In the forests of northeast Asia home to fish owls, brown bears, musk deer, moose, wolves, raccoon dogs, leopards and tigers, and by the end of Cold War, only a few hundred tigers stepped quietly through the snow of the Amur Rive basin. Soon, the Soviet Union fell, bringing catastrophe, without the careful oversight of a central authority, poaching and logging took a fast, astonishing toll on an already vulnerable species Amur Tiger. Slaght in his book Tigers Between Empires, dealing with the isolated population inhabiting the Amur basin in Siberia, parts of the river separate inland China from Russia’s eastern shores.
Russia that once dominated the eastern bloc, now under Vladimir Putin. The shockwaves of this transition ripped out 4,000 miles from Moscow to Terney, the dirt-poor village amid US-Russian efforts to conserve Amur Tigers.
Dale Miquelle, the biologist who went to Terney in 1992 as the primary pair of American hiking boots on the ground for the US funded Siberian Tiger Project. His problems ranged from escalation in poaching when the rule of law collapsed to a marginalisation by Russian nationalists.
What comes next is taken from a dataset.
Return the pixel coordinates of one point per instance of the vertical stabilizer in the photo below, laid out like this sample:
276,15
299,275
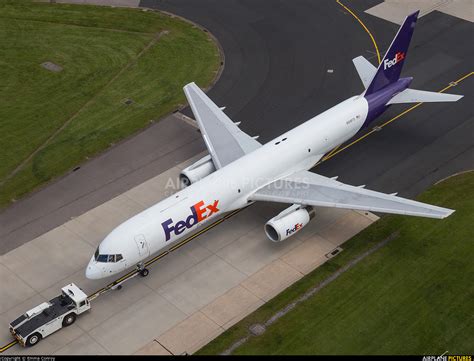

Professional Conservationist, Slaght, in Tigers Between Empires, describes Lev Kapalnov, the forefather of Amur Tiger conservation, who was murdered by poachers in 1943. A female tiger called Olga is emblematic of the Siberian Tiger Project, captured and fitted with a radio collar in 1992, producing 13 cubs in six litters before poachers killed her in 2005.
A lucrative trade in body parts for gruesome traditional medicines fuels poaching. Gunshot injuries are on reason they become man eaters, making them less able to catch their usual prey.
Amur tigers are hanging on in their wildlands, and thanks to Miquelle and colleagues the population estimated at 500 in 2023, double its mid-century nadir.
Tigers Between Empires: The Journey to Save the Siberian Tiger form Extinction by Jonathan C Slaght, Allen Lane £30/ Farrar, Straus and Giroux $33, 512 pages.